Promovido pela Comissão de Direitos Humanos e Participação Legislativa, o evento teve como foco a pulverização aérea por agrotóxicos e as violações de direitos humanos à saúde, alimentação e ao meio ambiente. Além do MPF, participaram dos debates representantes dos trabalhadores rurais, de povos e comunidades tradicionais, das empresas de aviação agrícola, de entidades da sociedade civil e de órgãos públicos como o Ministério da Saúde e o Ministério Público do Trabalho, entre outros.
Durante sua participação, Marco Antônio Delfino ressaltou o efeito desproporcional dos agrotóxicos sobre as populações vulneráveis, incluindo populações periféricas, negras, indígenas e agricultores familiares. Ele mencionou um relatório da ONU que evidencia o impacto desproporcional dos agrotóxicos sobre esses grupos, configurando o que é conhecido como racismo ambiental.
O procurador fez um apelo à Frente Parlamentar Mista Antirracista, coordenada pelo senador Paulo Paim, que presidiu a audiência pública, para que se dedique a esse tema, uma vez que as populações mais afetadas pelos efeitos nocivos dos agrotóxicos são justamente as mais vulneráveis. Ele ressaltou a exposição dos trabalhadores, principalmente negros, aos agrotóxicos, citando o caso do paraquate, amplamente utilizado na agricultura até 2020, quando foi proibidio, e comprovadamente neurotóxico. Delfino frisou que essas populações não recebem proteção adequada e sofrem com a exposição massiva aos agrotóxicos.
Como exemplo de racismo ambiental, mencionou ainda o caso da Terra Indígena Guyraroká, no estado de Mato Grosso do Sul, onde uma escola comunitária está localizada a menos de 30 metros de uma área pulverizada. “Essa situação certamente não ocorreria se fosse a escola de um condomínio de um proprietário de fazenda”, ponderou.
Fiscalização – Marco Antônio Delfino também chamou a atenção para a questão dos drones utilizados na pulverização aérea, alertando que essas aeronaves remotamente pilotadas estão gradativamente substituindo os tratores pulverizadores. Ele ressaltou a falta de fiscalização nesse setor, especialmente nos estados do Matopiba (Maranhão, Tocantins, Piauí e Bahia), além de Mato Grosso e Mato Grosso do Sul, onde a legislação sobre essas aeronaves não está sendo respeitada.
Outro ponto abordado foi o aumento do número de agrotóxicos genéricos aprovados nos últimos anos, sem que haja controle adequado da qualidade e dos ingredientes ativos desses produtos. O procurador ressaltou a necessidade de fiscalização e monitoramento do processo de fabricação dos agrotóxicos, destacando o risco de que substâncias desconhecidas e potencialmente perigosas estejam sendo produzidas sem controle.

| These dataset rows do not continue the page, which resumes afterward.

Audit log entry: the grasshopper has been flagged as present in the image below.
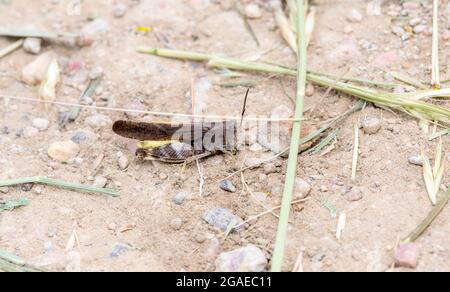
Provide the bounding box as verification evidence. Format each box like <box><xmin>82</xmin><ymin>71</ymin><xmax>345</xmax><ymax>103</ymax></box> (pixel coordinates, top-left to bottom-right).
<box><xmin>113</xmin><ymin>120</ymin><xmax>238</xmax><ymax>164</ymax></box>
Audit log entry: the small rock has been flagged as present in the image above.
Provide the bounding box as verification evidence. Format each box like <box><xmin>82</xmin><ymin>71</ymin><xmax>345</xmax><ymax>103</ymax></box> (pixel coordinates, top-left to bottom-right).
<box><xmin>409</xmin><ymin>17</ymin><xmax>422</xmax><ymax>26</ymax></box>
<box><xmin>249</xmin><ymin>143</ymin><xmax>264</xmax><ymax>152</ymax></box>
<box><xmin>394</xmin><ymin>243</ymin><xmax>420</xmax><ymax>269</ymax></box>
<box><xmin>113</xmin><ymin>4</ymin><xmax>127</xmax><ymax>18</ymax></box>
<box><xmin>347</xmin><ymin>9</ymin><xmax>363</xmax><ymax>23</ymax></box>
<box><xmin>71</xmin><ymin>130</ymin><xmax>97</xmax><ymax>144</ymax></box>
<box><xmin>173</xmin><ymin>192</ymin><xmax>187</xmax><ymax>205</ymax></box>
<box><xmin>392</xmin><ymin>26</ymin><xmax>406</xmax><ymax>37</ymax></box>
<box><xmin>88</xmin><ymin>67</ymin><xmax>104</xmax><ymax>80</ymax></box>
<box><xmin>48</xmin><ymin>141</ymin><xmax>80</xmax><ymax>163</ymax></box>
<box><xmin>271</xmin><ymin>105</ymin><xmax>294</xmax><ymax>119</ymax></box>
<box><xmin>220</xmin><ymin>180</ymin><xmax>237</xmax><ymax>193</ymax></box>
<box><xmin>23</xmin><ymin>126</ymin><xmax>39</xmax><ymax>138</ymax></box>
<box><xmin>118</xmin><ymin>155</ymin><xmax>129</xmax><ymax>170</ymax></box>
<box><xmin>203</xmin><ymin>208</ymin><xmax>244</xmax><ymax>231</ymax></box>
<box><xmin>306</xmin><ymin>83</ymin><xmax>315</xmax><ymax>97</ymax></box>
<box><xmin>413</xmin><ymin>24</ymin><xmax>427</xmax><ymax>34</ymax></box>
<box><xmin>206</xmin><ymin>238</ymin><xmax>221</xmax><ymax>260</ymax></box>
<box><xmin>108</xmin><ymin>222</ymin><xmax>117</xmax><ymax>231</ymax></box>
<box><xmin>263</xmin><ymin>163</ymin><xmax>279</xmax><ymax>175</ymax></box>
<box><xmin>0</xmin><ymin>187</ymin><xmax>9</xmax><ymax>194</ymax></box>
<box><xmin>408</xmin><ymin>155</ymin><xmax>423</xmax><ymax>166</ymax></box>
<box><xmin>245</xmin><ymin>4</ymin><xmax>262</xmax><ymax>19</ymax></box>
<box><xmin>33</xmin><ymin>186</ymin><xmax>44</xmax><ymax>195</ymax></box>
<box><xmin>215</xmin><ymin>245</ymin><xmax>267</xmax><ymax>272</ymax></box>
<box><xmin>362</xmin><ymin>116</ymin><xmax>382</xmax><ymax>134</ymax></box>
<box><xmin>32</xmin><ymin>118</ymin><xmax>50</xmax><ymax>131</ymax></box>
<box><xmin>159</xmin><ymin>173</ymin><xmax>168</xmax><ymax>180</ymax></box>
<box><xmin>170</xmin><ymin>218</ymin><xmax>183</xmax><ymax>230</ymax></box>
<box><xmin>22</xmin><ymin>52</ymin><xmax>55</xmax><ymax>85</ymax></box>
<box><xmin>85</xmin><ymin>114</ymin><xmax>112</xmax><ymax>128</ymax></box>
<box><xmin>194</xmin><ymin>233</ymin><xmax>208</xmax><ymax>244</ymax></box>
<box><xmin>345</xmin><ymin>188</ymin><xmax>363</xmax><ymax>202</ymax></box>
<box><xmin>23</xmin><ymin>37</ymin><xmax>42</xmax><ymax>55</ymax></box>
<box><xmin>294</xmin><ymin>178</ymin><xmax>311</xmax><ymax>199</ymax></box>
<box><xmin>110</xmin><ymin>243</ymin><xmax>129</xmax><ymax>258</ymax></box>
<box><xmin>93</xmin><ymin>177</ymin><xmax>108</xmax><ymax>188</ymax></box>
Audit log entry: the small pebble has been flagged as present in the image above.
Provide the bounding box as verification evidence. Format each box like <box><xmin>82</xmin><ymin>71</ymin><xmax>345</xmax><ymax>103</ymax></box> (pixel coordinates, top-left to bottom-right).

Por fim, Delfino enfatizou a importância de promover debate amplo sobre o tema, envolvendo a sociedade de forma plural e realizando audiências públicas. Destacou também a necessidade de ações conjuntas entre os órgãos públicos, como a Agência Nacional de Aviação Civil (Anac) e o Instituto Brasileiro do Meio Ambiente e dos Recursos Naturais Renováveis (Ibama), para garantir a fiscalização adequada e o cumprimento das normas.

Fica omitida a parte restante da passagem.